[GRASS-dev] v.what.rast speedup

Sun Oct 21 19:58:32 EDT 2007

Hamish wrote:

> > >> >> > since v.what.rast is (for me) extremely slow, I have added
> > >> >> > cover map support to r.random.
> > >> >> ..
> > >> >> > PS: v.what.rast still running on just 300k points while I
> > >> >> >     implemented above :-) Anyone who could make v.what.rast faster?
> > >> >> 
> > >> >> Maybe it's the qsort(), maybe it's the i,j loop within a loop.
> > >> > 
> > >> > The loop is certainly inefficient. Rather than shifting the entire
> > >> > array down every time it finds a duplicate, it should keep separate
> > >> > source and destination indices, e.g. (untested):
> > >> > 
> > >> >     for (i = j = 0; j < point_cnt; j++)
> Glynn:
> > > --- vector/v.what.rast/main.c	17 Oct 2007 14:07:23 -0000	1.26
> > > +++ vector/v.what.rast/main.c	21 Oct 2007 17:52:42 -0000
> > > ... patch
> Markus:
> > Thanks (for your patience): I have made a Spearfish test:
> > 
> > g.region rast=elevation.10m
> > r.random elevation.10m vect=elevpnts n=5000 --o
> > v.db.addcol elevpnts col="height double precision"
> > 
> > # old
> > time v.what.rast elevpnts rast=elevation.10m col=height
> > real    0m25.253s
> > user    0m24.756s
> > sys     0m0.308s
> > 
> > # new
> > real    0m24.040s
> > user    0m23.707s
> > sys     0m0.297s
> > 
> > Interestingly, timing rather identical (also for 1000). Using the DBF 
> > driver here.
> 
> It is as expected, only a small speed up. While the for i,j loop map may have
> been inefficient, it still was fast enough to only take a second to get though.
> The bulk of the time was and is being taken up by running db_execute_imediate()
> for each point later on in the script. (then db_commit_transaction() is run
> after the loop) 
> 
> To solve this in v.in.garmin and v.in.gpsbabel we wrote all db SET .. to ..
> statements to a temporary file, then ran db.execute once for the tmp file
> instead of earlier running db.execute for every point. It is not a direct
> analogy, but it did made a huge difference there.

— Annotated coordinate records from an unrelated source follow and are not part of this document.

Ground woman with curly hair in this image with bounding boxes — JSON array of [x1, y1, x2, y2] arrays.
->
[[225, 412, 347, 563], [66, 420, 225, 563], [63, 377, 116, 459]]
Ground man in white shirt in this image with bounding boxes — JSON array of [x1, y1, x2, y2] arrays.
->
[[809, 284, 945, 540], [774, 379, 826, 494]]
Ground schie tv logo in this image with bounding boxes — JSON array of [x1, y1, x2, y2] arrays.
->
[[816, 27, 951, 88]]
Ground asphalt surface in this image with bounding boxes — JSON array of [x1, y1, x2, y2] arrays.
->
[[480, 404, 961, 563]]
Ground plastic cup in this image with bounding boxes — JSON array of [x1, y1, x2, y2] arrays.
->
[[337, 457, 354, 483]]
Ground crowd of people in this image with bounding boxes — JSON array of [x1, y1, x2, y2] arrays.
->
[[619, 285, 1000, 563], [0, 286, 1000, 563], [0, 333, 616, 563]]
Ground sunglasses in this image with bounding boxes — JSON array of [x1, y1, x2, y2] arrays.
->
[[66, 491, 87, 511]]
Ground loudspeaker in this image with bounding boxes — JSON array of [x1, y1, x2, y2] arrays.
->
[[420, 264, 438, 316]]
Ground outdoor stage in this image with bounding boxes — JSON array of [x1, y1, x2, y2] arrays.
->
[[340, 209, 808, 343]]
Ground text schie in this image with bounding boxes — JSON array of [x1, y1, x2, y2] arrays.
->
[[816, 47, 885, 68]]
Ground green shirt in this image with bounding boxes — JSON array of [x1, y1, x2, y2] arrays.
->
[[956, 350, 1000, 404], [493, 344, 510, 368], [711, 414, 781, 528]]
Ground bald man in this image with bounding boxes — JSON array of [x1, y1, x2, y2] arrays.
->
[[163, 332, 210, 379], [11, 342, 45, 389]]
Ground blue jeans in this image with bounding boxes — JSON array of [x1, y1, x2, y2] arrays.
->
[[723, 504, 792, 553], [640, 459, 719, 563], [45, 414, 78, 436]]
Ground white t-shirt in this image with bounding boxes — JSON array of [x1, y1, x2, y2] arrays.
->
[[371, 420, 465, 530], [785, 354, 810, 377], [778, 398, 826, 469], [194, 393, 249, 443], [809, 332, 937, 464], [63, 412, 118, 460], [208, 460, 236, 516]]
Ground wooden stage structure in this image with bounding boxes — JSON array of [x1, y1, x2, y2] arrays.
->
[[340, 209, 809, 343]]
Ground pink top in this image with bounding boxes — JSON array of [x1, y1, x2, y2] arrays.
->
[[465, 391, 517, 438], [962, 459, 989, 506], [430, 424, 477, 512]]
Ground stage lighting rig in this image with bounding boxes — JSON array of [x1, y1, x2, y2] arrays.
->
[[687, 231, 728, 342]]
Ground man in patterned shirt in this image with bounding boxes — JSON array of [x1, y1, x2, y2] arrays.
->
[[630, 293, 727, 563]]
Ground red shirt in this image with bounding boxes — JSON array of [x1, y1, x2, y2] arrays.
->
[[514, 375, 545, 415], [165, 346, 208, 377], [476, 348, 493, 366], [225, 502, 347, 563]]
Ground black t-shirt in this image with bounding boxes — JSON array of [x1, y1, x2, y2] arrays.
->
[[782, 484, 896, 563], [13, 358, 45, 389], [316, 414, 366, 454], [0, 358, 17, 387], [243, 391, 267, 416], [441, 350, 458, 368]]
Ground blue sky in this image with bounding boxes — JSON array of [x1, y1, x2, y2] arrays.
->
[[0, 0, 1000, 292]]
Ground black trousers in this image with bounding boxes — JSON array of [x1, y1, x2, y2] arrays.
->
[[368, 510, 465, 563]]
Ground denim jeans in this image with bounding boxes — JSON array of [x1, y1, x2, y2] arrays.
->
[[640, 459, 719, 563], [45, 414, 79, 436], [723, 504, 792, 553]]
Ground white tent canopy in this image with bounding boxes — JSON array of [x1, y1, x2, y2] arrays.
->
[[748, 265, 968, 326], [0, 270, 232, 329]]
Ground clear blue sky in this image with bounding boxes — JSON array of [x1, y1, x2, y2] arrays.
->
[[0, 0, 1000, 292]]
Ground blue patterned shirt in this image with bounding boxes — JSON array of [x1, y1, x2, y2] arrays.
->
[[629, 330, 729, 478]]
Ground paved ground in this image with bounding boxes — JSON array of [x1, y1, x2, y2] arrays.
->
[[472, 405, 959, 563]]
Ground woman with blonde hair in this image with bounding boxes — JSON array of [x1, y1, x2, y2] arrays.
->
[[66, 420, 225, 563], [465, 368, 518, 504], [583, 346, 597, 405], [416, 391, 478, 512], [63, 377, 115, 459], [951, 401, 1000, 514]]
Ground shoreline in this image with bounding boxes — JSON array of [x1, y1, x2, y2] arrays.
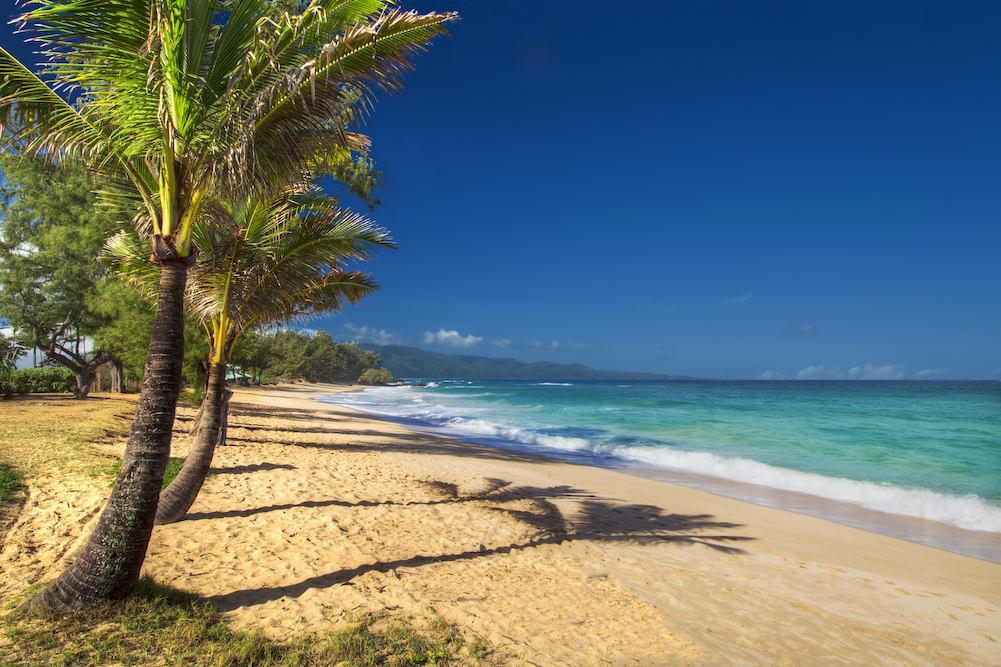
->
[[0, 385, 1001, 667], [315, 387, 1001, 564], [182, 386, 1001, 665]]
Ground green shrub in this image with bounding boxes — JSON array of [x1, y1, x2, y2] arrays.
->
[[10, 366, 76, 394], [0, 463, 24, 503], [358, 369, 392, 385]]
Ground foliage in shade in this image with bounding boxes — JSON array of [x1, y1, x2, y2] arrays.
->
[[10, 366, 76, 394], [0, 463, 24, 503], [0, 0, 454, 610], [0, 154, 114, 398]]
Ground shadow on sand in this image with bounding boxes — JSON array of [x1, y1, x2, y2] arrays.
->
[[203, 479, 754, 611]]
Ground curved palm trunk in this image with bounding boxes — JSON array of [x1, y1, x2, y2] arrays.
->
[[28, 261, 187, 612], [156, 364, 232, 526]]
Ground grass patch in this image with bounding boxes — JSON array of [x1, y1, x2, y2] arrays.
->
[[0, 463, 24, 503], [0, 577, 485, 667], [0, 394, 135, 479]]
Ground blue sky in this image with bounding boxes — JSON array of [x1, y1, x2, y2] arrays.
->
[[3, 0, 1001, 379]]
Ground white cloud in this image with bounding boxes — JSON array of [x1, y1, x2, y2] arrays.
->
[[344, 323, 406, 346], [423, 328, 483, 348], [796, 364, 907, 380], [848, 364, 907, 380], [796, 366, 845, 380], [723, 291, 754, 305]]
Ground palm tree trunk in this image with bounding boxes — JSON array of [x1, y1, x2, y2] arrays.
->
[[28, 261, 187, 612], [156, 364, 231, 526]]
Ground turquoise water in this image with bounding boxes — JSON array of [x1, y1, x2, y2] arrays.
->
[[316, 381, 1001, 533]]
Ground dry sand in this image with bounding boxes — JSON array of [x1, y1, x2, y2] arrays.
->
[[0, 385, 1001, 666]]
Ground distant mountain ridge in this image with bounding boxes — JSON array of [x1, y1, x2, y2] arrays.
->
[[360, 344, 694, 381]]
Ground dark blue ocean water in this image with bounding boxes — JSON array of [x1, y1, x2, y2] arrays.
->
[[316, 381, 1001, 533]]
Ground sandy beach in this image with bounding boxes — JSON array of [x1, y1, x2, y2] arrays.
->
[[0, 385, 1001, 666]]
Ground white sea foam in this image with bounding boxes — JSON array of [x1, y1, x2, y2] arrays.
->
[[328, 388, 1001, 533], [614, 447, 1001, 533]]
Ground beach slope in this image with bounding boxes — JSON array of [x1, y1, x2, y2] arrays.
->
[[7, 385, 1001, 666]]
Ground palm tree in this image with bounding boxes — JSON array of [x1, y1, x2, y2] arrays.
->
[[108, 186, 392, 525], [0, 0, 455, 611]]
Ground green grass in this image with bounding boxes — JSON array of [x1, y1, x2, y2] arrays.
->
[[0, 577, 488, 667], [0, 395, 498, 667], [0, 463, 24, 503]]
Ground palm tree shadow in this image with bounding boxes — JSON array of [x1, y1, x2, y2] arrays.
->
[[206, 479, 754, 611]]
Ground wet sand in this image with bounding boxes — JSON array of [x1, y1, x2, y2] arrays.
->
[[0, 385, 1001, 665]]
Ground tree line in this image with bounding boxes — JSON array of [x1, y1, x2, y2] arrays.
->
[[0, 0, 456, 612], [0, 154, 381, 398]]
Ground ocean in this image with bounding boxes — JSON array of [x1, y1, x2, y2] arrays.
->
[[321, 380, 1001, 563]]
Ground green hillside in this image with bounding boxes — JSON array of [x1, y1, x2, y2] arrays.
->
[[361, 345, 691, 381]]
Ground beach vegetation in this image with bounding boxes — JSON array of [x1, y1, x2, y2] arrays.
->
[[0, 463, 24, 503], [0, 153, 114, 399], [0, 576, 489, 667], [358, 369, 392, 385], [108, 185, 392, 525], [232, 329, 382, 383], [0, 0, 454, 611]]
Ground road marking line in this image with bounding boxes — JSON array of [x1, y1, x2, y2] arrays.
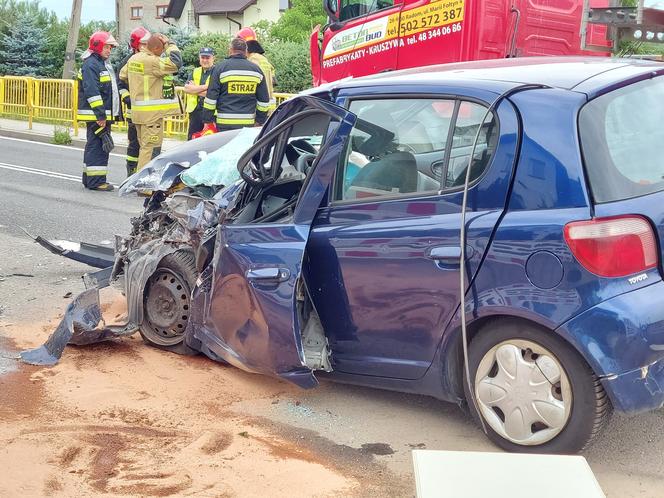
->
[[0, 136, 126, 159], [0, 163, 117, 187], [0, 163, 81, 180]]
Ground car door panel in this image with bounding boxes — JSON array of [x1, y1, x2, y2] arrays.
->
[[187, 98, 355, 388], [305, 99, 518, 379]]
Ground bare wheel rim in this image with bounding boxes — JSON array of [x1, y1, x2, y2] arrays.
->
[[143, 268, 190, 346], [475, 339, 573, 446]]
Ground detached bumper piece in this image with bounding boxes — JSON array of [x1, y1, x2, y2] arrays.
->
[[20, 288, 138, 365], [35, 236, 115, 268]]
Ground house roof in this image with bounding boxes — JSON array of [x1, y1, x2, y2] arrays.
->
[[164, 0, 187, 19], [164, 0, 256, 19], [191, 0, 256, 15]]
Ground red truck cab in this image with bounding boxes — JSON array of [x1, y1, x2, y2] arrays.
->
[[311, 0, 608, 86]]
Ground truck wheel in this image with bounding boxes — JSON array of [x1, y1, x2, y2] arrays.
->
[[464, 320, 612, 454], [139, 250, 198, 354]]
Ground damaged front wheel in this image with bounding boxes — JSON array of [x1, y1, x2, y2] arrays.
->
[[140, 250, 197, 354]]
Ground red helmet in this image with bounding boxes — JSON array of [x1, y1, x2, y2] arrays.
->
[[88, 31, 118, 55], [235, 28, 258, 41], [129, 26, 150, 50]]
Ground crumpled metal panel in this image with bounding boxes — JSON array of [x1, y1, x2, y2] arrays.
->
[[20, 288, 138, 365], [119, 130, 244, 197]]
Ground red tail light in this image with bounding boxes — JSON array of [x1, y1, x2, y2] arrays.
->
[[565, 215, 658, 277]]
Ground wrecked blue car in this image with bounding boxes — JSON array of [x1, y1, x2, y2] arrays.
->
[[31, 58, 664, 453]]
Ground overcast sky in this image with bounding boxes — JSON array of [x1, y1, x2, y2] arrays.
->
[[39, 0, 114, 23]]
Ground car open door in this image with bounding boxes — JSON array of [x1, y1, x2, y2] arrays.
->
[[190, 97, 355, 387]]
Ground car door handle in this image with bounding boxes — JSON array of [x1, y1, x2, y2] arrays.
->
[[247, 268, 290, 282], [427, 246, 461, 264], [427, 246, 475, 265]]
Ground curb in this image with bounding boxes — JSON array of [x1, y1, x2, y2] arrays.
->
[[0, 128, 127, 155]]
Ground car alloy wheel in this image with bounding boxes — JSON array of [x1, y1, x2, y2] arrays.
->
[[475, 339, 573, 446]]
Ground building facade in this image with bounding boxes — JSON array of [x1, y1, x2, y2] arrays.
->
[[164, 0, 289, 35], [115, 0, 174, 39]]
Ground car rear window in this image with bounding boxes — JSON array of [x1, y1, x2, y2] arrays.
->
[[579, 77, 664, 203]]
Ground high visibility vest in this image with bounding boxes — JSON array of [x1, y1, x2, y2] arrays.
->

That isn't applicable here. The underlying db_execute_immediate()
function can only execute one statement at a time.

> Or maybe it is the bsearch() for every point in the db_execute_imediate() loop?

Nope. bsearch() is O(log(n)) per call so it's even less significant
than the duplicate removal (was O(n), is now O(1)).

It's almost certainly the DBMI overhead. Buffered I/O may make some
difference (but won't work on Windows); beyond that, there's nothing
more that can be done with the existing interface.

-- 
Glynn Clements <glynn at gclements.plus.com>